02-03-2006, 09:56 PM #30Originally Posted by DSM4Life
02-03-2006, 09:59 PM #31
Quantum Mechanics is really cool imo. And I'm going to make a thread about it at another day when I have more time and motivation. It will be brother to my string theory thread years back I'll go into detail about what I like and don't like about it, but why as a whole I enjoy it.
Very interesting theory - it makes no sense at all.
I do not like it, and I am sorry I ever had anything to do with it.

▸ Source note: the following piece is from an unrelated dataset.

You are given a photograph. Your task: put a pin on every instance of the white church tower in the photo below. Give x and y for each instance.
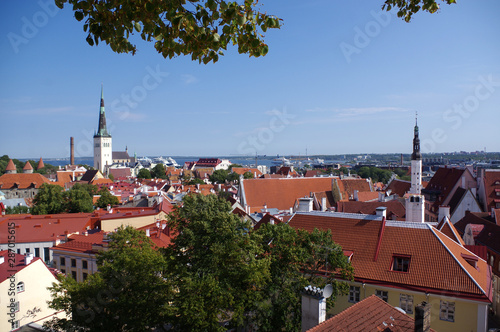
(103, 155)
(414, 199)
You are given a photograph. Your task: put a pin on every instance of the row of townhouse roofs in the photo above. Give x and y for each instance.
(402, 263)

God does not throw dice with the cosmos
Who are you to tell God what to do
If that turns out to be true, I'll quit physics
Nobody understands quantum mechanics
02-03-2006, 10:02 PM #32
i have heard many times by my teachers that nobody understands quantum mechanics... so far from what i have seen im believeing it.
02-04-2006, 05:03 AM #33
Syma how come your such a big fan of string theory??? I havent read all that much about it but I think its a very hmm unattractive theory of everything. Dont know why it just a feeling I get. Especialys since its not falsifiable in the close future and like my theoretical physics professor said. To even work with string theory you need to be a mathematical genious. Just gifted/talented doesnt cut it when it comes to string theory
When something gets so horribly complex I dont think its right ;(
He told a story of one very bright student he had that did his doctor thesis on string theory and it got published and was well recived but after another 2 years the poor dude just gave up. He said he couldnt possibly work with the theory anymore because its so terribly complex.
I REALY hope this theory will turn out to be right
If it doesnt get falsified within the coming 3 years I think Im going to do my doctorate thesis on heim theory. The little I have read is just amazing. Especialy the particle mass predictions.